HIGHLANDERS' Institute continued.
Kate Woods lived near the HI in Berkley Street, and at chucking-out time often heard the drunken strains of the Northern Lights of Old Aberdeen, or somesuch. Says Kate: "One evening we heard a window yanked up and a very irate Glaswegian yell, 'If youse teuchters wanny see the Northern Lights I'll boot yer erses there the noo - nae charge!' There was silence for a moment, and then the singing resumed. We decided that the singers were Gaelic speakers and had not yet learned the finer points of the Glasgow dialect."
Spot the comic
FOOTBALL on the telly, and Jim Gilmour was on holiday on Minorca when he saw a blackboard outside a pub on which was chalked "Live Scottish football on TV. Celtic v Dandy."

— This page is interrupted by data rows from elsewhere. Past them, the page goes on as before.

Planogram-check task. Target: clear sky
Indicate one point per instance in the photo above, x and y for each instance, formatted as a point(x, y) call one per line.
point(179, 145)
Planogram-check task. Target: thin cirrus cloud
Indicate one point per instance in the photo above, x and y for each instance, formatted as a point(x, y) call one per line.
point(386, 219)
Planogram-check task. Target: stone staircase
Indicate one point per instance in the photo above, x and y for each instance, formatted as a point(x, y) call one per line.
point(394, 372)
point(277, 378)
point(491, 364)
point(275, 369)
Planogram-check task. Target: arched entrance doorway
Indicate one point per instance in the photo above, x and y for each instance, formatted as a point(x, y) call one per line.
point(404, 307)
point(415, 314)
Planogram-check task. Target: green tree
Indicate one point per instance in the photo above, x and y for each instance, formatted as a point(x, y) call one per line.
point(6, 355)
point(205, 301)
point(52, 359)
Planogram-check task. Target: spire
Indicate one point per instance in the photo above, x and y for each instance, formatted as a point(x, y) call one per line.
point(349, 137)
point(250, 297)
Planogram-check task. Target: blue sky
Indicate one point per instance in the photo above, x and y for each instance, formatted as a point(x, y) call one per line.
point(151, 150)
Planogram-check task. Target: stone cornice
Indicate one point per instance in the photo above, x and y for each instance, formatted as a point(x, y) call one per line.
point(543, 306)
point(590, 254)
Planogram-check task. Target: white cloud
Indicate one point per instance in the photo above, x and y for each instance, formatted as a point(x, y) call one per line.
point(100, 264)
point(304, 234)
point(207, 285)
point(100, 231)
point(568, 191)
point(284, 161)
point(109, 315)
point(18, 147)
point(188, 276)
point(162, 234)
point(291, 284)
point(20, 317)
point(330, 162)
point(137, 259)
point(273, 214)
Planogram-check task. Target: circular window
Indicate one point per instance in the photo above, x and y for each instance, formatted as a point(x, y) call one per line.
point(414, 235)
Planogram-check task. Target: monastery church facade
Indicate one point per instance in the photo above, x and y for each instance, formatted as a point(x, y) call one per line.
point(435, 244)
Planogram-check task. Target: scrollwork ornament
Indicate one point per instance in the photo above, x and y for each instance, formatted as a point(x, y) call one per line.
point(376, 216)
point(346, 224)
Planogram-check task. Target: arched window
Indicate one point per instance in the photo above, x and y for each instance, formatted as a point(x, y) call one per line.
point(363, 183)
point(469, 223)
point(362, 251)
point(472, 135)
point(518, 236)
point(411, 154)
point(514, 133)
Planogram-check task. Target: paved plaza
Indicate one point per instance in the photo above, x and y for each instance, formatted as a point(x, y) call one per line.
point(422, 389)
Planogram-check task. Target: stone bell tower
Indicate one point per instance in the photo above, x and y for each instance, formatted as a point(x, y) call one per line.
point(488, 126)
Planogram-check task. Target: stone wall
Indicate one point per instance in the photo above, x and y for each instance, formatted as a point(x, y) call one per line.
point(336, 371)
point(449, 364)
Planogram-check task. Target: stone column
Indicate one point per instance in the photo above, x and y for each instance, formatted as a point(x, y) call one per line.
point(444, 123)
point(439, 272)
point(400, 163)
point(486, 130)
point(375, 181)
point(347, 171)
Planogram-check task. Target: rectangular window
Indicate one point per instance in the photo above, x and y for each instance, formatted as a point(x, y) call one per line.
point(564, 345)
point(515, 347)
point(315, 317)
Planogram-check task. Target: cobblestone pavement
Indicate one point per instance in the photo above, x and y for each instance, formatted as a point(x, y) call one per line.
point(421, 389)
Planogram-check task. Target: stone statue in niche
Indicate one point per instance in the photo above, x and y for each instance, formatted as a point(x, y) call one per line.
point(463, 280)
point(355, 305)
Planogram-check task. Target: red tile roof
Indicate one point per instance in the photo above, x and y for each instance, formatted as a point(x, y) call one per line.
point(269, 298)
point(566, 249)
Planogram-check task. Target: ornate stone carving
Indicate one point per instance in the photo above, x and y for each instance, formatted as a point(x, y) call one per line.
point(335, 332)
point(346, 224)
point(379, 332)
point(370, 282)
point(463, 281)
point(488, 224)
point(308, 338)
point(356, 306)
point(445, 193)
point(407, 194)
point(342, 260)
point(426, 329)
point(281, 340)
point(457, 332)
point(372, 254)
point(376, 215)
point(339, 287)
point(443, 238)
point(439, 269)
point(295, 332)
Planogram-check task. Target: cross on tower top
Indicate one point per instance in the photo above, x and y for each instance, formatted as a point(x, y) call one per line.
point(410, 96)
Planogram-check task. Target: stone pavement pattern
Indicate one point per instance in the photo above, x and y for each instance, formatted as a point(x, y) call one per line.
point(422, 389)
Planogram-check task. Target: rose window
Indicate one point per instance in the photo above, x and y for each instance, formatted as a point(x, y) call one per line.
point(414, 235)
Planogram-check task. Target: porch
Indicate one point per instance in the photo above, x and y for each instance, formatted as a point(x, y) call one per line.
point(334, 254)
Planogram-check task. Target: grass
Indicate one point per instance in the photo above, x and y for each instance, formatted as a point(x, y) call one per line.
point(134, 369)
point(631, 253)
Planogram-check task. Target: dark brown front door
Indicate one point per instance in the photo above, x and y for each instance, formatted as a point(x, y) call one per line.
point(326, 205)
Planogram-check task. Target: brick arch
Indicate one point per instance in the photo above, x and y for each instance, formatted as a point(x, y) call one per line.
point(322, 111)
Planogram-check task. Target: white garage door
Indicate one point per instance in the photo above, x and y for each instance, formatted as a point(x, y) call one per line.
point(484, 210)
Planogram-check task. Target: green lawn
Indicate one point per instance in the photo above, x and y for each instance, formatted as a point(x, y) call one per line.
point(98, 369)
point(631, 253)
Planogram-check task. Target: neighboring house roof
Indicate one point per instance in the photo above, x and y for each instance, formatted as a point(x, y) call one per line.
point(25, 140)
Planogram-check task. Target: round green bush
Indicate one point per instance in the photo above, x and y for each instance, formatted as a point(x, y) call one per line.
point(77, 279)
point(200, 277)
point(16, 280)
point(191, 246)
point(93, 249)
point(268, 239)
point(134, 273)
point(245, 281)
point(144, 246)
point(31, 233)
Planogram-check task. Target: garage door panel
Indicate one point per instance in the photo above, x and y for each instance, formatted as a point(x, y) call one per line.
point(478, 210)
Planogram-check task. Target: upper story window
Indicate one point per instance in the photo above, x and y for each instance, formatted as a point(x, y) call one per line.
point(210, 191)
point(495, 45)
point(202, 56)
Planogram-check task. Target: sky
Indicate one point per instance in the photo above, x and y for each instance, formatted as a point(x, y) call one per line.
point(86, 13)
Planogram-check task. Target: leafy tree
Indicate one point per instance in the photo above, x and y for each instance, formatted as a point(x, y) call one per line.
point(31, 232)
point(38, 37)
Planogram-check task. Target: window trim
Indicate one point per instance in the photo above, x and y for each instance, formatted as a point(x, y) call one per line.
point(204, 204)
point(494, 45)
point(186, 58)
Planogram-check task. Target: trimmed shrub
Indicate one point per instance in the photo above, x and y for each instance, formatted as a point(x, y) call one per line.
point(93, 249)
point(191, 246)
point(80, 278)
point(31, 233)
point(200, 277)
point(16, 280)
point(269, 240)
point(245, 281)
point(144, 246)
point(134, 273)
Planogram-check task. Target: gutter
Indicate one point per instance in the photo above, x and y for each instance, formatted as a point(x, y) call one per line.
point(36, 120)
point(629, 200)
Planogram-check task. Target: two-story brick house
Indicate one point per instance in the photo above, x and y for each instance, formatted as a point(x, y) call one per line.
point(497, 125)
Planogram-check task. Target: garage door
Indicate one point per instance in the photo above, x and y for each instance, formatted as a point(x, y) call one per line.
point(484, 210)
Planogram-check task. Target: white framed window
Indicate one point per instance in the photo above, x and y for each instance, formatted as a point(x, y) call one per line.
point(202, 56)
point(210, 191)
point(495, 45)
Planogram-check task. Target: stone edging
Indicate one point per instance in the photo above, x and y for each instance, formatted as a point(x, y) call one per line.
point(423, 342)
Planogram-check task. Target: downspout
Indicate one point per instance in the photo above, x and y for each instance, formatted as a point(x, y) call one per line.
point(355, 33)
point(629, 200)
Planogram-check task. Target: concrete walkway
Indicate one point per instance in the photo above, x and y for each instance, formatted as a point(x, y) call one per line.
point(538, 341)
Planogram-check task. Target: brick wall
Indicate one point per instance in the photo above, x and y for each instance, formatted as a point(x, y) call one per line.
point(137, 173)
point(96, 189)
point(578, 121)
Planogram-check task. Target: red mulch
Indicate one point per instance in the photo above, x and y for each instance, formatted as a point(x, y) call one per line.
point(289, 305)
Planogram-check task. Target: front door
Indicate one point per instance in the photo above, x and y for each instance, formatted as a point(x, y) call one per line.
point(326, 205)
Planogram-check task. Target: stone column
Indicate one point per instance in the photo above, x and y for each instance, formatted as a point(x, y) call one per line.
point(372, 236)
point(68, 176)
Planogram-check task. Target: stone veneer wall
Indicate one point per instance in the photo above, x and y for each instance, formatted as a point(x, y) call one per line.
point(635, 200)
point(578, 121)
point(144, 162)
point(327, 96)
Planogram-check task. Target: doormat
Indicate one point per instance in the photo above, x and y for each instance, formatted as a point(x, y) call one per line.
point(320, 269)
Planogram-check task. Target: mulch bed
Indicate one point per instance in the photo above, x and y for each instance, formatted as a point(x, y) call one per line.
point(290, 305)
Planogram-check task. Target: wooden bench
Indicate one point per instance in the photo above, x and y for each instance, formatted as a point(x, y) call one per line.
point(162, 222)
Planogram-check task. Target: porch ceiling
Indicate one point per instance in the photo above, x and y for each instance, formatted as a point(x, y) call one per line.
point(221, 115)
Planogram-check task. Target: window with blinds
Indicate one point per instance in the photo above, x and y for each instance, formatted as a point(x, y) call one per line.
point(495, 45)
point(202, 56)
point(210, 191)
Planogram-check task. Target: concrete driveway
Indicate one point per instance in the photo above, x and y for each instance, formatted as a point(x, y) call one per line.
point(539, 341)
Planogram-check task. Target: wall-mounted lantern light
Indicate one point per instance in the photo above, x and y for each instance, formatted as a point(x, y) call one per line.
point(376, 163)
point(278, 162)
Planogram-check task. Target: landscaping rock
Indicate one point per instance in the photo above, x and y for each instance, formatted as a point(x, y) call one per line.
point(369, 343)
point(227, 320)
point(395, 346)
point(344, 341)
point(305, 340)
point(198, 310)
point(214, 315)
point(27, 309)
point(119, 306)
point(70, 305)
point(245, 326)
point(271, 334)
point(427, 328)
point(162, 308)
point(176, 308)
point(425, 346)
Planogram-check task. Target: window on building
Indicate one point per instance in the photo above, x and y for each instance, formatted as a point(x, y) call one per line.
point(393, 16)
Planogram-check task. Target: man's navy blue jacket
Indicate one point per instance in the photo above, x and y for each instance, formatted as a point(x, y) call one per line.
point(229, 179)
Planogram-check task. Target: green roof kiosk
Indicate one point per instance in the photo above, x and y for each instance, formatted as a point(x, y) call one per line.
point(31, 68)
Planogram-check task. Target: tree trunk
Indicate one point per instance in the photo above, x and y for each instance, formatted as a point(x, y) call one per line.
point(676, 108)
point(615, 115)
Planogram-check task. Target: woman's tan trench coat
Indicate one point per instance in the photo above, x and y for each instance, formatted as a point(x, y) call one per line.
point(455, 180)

Come on, who wouldn't pay good money to see Celtic against the likes of Desperate Dan and Corky the Cat?
Rising to the challenge
WE mentioned puns in French stores, and Sebastian Robinson in Glasgow's west end tells us: "I noticed in the very swish Rue St Honore in Paris a sandwich shop called Plaisirs et Pains."
Queen's English
THE TV commentator who pronounced the Scottish team St Mirren as if it was French reminds Gordon Fleming: "My friend Eddie, having just finished his degree at Queen's, Belfast, was looking for a wee house in Ayrshire. He had been given details of a cottage in a village next to Prestwick, but as he asked for directions to 'San Keevoe' all he got were blank stares until one local worthy realised he was looking for St Quivox."
Ale and hearty
UNDER-AGE drinking. Terrible thing, of course, now that it is years since we did it. But as Andy Cumming recalls: "One friend who wanted his first illegal first pint had some immature moustache hair on his top lip so he decided to fill it out with his sister's eye-liner to make him look older. The first pint was great. But he now sported a rather fetching gringo Mexican-style of facial hair."
Anyone else remember their first under-age pint?
Breaking up is hard to do
INDEPENDENCE humour continued. Singing duo Jonny & The Baptists bring their Stop Ukip tour to Glasgow's Stand comedy clup on Sunday. When asked about their song Scotland Don't Leave Me they explained: "The song is just a funny way to talk about something serious. Scottish independence is not unlike a break-up. England have been idiots, not treating you right, sometimes playing away, and now Scotland has had enough and might move on. But come on! Surely we've got to stay together for the little kids, Wales and Northern Ireland?"
Music to her ears
SHOWBIZ gossip, and actress Gwyneth Paltrow has announced she has split up from her musician husband. As a reader phones to tell us: "I guess Gwyneth finally got around to listening to Coldplay."
Road to confusion
A POLL released yesterday shows that over one-third of Scots are concerned about the driving skills of an elderly relative. It reminds us of the gag about the pensioner stopped for driving far too slowly on the M8. When the police asked why she was crawling along she said she thought the sign M8 meant she had to go at eight miles an hour.
The old fella beside her looked a bit faint, and when the cops asked if he was ok, he told them they had just come off the M90.
Any other tales about elderly drivers?